Dans ces conditions, produire des Nègres ne consiste plus exactement en la fabrication d'un lien social de sujétion ou d'un corps d'extraction, c'est-à-dire un corps entièrement exposé à la volonté d'un maître, et duquel l'on s'efforcera d'obtenir le maximum de rentabilité. Par ailleurs, si hier, le nègre était l'être humain d'origine africaine marqué par le soleil de ses apparences et la couleur de son épiderme, tel n'est plus nécessairement le cas aujourd'hui. L'on assiste désormais à une universalisation tendancielle de la condition qui était autrefois réservée aux Nègres, mais sur le mode de l'inversion. Cette condition consistait en la réduction de la personne humaine en une chose, un objet, une marchandise que l'on pouvait vendre, acheter ou posséder.
La production des "sujets de race" se poursuit, certes, mais sous de nouvelles modalités. Le nègre d'aujourd'hui n'est plus seulement la personne d'origine africaine, celle-là qui est marquée par le soleil de sa couleur (le "Nègre de surface"). Le "Nègre de fond" d'aujourd'hui est une catégorie subalterne de l'humanité, un genre d'humanité subalterne, cette part superflue et presque en excès, dont le capital n'a guère besoin, et qui semble être vouée au zonage et à l'expulsion [3].
Ce "Nègre de fond", ce genre d'humanité, fait son apparition sur la scène du monde alors même que, plus que jamais, le capitalisme s'institue sur le mode d'une religion animiste, tandis que l'homme de chair et d'os d'autrefois fait place à un nouvel homme-flux, numérique, infiltré de partout par toutes sortes d'organes synthétiques et de prothèses artificielles. Le "Nègre de fond" est l'Autre de cette humanité logicielle, nouvelle figure de l'espèce et si typique du nouvel âge du capitalisme, celui au cours duquel l'autoréification constitue la meilleure chance de capitalisation de soi [4].

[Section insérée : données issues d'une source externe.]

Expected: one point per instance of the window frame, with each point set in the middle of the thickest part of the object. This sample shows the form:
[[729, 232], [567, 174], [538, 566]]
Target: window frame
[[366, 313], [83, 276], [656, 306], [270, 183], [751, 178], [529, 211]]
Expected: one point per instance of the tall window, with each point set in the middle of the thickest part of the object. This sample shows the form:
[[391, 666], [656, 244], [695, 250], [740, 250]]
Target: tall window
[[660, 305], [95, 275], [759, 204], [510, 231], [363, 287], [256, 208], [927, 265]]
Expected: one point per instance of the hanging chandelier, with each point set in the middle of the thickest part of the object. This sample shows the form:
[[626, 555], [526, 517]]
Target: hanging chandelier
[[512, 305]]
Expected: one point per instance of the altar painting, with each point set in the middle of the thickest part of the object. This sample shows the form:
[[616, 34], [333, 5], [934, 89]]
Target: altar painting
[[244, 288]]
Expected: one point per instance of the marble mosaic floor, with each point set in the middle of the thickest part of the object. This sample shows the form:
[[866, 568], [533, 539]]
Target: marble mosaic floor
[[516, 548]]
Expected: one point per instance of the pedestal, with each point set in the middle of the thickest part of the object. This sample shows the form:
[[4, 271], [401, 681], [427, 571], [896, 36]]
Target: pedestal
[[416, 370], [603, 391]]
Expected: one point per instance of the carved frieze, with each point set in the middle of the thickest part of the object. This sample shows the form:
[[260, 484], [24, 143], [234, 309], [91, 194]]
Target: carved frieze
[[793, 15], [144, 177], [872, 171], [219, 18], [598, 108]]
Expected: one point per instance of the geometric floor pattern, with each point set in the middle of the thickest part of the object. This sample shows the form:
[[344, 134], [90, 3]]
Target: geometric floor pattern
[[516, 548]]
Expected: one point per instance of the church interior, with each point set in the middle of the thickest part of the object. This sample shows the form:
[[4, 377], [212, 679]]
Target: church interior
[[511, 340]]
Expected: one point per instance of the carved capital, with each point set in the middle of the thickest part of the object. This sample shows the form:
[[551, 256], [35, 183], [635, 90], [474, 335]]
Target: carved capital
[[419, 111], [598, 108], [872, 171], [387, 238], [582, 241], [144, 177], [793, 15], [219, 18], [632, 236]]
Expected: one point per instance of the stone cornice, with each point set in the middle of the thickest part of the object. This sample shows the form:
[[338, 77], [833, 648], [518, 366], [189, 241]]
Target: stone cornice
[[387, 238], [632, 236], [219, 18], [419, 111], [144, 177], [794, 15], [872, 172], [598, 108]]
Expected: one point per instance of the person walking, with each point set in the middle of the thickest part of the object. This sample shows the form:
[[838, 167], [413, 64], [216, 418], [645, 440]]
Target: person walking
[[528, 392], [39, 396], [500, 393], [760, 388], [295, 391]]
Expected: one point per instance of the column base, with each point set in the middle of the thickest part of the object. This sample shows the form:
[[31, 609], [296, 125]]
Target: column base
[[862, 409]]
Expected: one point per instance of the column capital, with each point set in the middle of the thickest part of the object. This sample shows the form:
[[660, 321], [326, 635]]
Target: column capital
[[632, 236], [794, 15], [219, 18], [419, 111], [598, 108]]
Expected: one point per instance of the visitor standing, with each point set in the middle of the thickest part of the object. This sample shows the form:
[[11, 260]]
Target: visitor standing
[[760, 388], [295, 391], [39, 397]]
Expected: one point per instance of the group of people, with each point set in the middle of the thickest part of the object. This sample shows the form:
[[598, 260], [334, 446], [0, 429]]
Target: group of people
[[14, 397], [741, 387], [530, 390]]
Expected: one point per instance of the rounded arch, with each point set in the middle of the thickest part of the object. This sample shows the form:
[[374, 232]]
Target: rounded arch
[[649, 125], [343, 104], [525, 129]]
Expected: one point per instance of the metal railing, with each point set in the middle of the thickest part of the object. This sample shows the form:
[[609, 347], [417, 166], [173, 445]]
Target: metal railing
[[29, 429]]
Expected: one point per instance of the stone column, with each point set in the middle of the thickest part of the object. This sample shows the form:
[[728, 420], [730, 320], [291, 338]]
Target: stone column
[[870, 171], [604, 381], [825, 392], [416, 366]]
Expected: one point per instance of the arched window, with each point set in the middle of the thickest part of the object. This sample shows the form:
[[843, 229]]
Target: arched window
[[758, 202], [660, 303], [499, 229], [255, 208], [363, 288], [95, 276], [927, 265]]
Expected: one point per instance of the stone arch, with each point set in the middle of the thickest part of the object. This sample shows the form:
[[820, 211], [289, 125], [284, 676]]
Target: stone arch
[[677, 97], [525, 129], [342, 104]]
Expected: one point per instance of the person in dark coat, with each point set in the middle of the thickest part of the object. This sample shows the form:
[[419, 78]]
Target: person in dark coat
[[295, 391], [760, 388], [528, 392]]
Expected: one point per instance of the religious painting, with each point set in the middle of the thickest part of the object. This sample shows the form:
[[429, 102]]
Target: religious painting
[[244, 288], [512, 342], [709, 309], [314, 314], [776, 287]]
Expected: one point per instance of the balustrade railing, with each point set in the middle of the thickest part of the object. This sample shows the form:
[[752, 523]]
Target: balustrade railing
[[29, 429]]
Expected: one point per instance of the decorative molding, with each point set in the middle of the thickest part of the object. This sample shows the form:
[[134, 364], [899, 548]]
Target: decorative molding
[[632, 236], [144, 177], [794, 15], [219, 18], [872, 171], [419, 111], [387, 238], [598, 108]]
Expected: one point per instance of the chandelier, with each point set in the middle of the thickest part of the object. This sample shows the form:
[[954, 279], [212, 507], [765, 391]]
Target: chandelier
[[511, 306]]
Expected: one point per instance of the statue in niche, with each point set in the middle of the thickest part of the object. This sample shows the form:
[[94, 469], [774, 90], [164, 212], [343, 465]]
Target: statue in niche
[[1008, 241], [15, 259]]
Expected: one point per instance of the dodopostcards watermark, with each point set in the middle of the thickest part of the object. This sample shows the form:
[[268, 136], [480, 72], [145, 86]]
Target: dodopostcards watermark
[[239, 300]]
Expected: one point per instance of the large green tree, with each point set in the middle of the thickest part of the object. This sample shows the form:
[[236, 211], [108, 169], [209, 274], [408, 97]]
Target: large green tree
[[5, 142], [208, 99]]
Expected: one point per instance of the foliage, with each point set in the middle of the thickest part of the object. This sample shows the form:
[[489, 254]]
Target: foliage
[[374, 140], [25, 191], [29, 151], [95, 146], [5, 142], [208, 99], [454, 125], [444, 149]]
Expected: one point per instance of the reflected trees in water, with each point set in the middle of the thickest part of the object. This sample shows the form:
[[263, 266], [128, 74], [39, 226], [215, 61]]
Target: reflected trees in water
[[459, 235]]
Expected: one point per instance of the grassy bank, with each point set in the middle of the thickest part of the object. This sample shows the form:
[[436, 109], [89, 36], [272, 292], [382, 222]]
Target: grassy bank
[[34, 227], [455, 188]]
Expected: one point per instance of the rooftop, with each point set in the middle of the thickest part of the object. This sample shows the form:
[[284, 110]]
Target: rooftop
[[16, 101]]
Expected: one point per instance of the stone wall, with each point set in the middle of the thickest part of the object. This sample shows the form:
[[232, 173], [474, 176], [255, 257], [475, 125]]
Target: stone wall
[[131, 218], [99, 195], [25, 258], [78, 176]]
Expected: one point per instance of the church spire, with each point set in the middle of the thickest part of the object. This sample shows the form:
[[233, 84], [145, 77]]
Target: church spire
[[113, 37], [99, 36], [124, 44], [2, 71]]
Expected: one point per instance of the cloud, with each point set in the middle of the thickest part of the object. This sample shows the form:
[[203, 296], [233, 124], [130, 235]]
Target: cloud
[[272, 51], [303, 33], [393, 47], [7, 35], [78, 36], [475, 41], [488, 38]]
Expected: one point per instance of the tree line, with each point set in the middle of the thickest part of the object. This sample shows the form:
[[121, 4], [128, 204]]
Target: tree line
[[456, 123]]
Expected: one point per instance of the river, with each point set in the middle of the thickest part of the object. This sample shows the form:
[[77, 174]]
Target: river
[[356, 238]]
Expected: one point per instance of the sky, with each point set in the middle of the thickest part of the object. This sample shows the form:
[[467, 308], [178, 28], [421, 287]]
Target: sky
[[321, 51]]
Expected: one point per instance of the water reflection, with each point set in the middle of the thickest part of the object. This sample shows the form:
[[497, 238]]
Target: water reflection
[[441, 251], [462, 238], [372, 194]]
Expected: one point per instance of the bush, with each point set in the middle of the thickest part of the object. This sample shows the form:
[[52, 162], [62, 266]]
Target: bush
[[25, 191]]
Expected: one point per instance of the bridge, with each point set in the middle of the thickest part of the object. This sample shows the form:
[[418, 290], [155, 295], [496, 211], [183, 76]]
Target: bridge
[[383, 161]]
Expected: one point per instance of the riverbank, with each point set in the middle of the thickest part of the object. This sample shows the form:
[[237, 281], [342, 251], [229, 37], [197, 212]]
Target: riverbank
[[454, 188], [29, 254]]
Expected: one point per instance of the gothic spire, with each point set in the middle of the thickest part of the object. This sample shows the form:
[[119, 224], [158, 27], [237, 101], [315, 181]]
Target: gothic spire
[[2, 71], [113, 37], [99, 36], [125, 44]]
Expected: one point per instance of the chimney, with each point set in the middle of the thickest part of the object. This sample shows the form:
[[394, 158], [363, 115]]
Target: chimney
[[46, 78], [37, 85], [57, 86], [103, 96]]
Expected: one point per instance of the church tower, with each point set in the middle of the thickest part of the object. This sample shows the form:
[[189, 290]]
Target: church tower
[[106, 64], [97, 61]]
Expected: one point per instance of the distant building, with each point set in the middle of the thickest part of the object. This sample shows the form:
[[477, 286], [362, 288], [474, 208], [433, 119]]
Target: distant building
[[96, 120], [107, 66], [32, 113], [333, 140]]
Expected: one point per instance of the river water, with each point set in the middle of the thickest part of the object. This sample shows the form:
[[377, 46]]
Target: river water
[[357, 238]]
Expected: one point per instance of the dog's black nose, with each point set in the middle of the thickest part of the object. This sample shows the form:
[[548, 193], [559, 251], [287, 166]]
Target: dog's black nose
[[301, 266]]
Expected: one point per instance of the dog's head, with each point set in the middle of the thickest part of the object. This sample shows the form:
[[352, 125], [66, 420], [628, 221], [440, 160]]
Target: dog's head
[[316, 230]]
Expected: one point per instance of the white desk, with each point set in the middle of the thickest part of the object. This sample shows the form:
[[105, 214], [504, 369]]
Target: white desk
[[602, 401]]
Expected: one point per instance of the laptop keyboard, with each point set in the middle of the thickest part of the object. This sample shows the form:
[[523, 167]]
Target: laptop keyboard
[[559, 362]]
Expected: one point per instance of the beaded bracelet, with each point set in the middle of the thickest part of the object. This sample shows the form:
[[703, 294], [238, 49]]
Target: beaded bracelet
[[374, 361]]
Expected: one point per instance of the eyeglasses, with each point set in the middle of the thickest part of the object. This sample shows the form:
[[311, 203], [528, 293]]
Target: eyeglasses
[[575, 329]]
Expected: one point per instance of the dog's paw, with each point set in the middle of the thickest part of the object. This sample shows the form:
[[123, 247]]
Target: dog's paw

Enfin, si le développement accéléré des techniques d'exploitation massive des ressources naturelles participait du vieux projet de mathématisation du monde, ce projet lui-même visait, en dernier ressort, un seul but, à savoir l'administration du vivant qui, aujourd'hui, tend à opérer sur un mode essentiellement numérique [5]. À l'âge technétronique, l'humain apparaît de plus en plus sous la forme de flux, de codes de plus en plus abstraits, d'entités de plus en plus fongibles. L'idée étant que tout, désormais, peut être fabriqué, le vivant y compris, l'on estime que l'existence est un capital que l'on gère et l'individu une particule dans un dispositif ; ou encore une information que l'on doit traduire en code connecté à d'autres codes selon une logique d'abstraction sans cesse croissante.
Dans cet univers des mégacalculs, un autre régime d'intellection est en train de jaillir, qu'il faudrait sans doute caractériser d'anthropo-machinique. C'est donc à une nouvelle condition humaine que nous sommes en train de passer. L'humanité est en train de sortir du grand partage entre l'homme, l'animal et la machine qui aura tant caractérisé le discours sur la modernité et sur l'humanisme. L'humain d'aujourd'hui est désormais fermement couplé à son animal et à sa machine, à un ensemble de cerveaux artificiels, de doublures et de triplages qui forment le soubassement de la numérisation extensive de sa vie.
Tel étant le cas, et contrairement à ceux d'hier, les maîtres d'aujourd'hui n'ont plus besoin d'esclaves. Les esclaves étant devenus un fardeau trop lourd à porter, les maîtres cherchent surtout à s'en débarrasser. Le grand paradoxe du XXIe siècle est donc l'apparition d'une classe sans cesse croissante d'esclaves sans maîtres et de maîtres sans esclaves. Certes, aussi bien les personnes humaines que les ressources naturelles continuent d'être pressurées pour alimenter les profits. Ce retournement est logique après tout, puisque le nouveau capitalisme est surtout spéculaire.
L'ayant compris, les anciens maîtres cherchent désormais à se débarrasser de leurs esclaves. Sans esclaves, pense-t-on, il ne saurait y avoir de révolte. On estime que pour étouffer à la racine les potentialités insurrectionnelles, il suffit de libérer le potentiel mimétique des asservis. Tant que les nouveaux affranchis se dépenseront à vouloir devenir les maîtres qu'ils ne seront jamais, les choses ne pourront jamais être autrement qu'elles ne le sont. La répétition, toujours et partout, telle sera la règle.

Achille Mbembe, Politiques de l'inimitié, Paris, La Découverte, 2016, p. 163-166.

[1] Hito Steyeri, "A thing like you and me", e-flux, n°15, 2010.
[2] Joseph Vogl, Le Spectre du capital, Diaphanes, Paris, 2013
[3] Saskia Sassen, Expulsions. Brutality and Complexity in the Global Economy, Harvard University Press, Cambridge, 2014.
[4] Achille Mbembe, Critique de la raison nègre, La Découverte, Paris, 2013.
[5] Éric Sadin, L'humanité augmentée. L'administration numérique du monde, L'Échappée, Paris, 2013.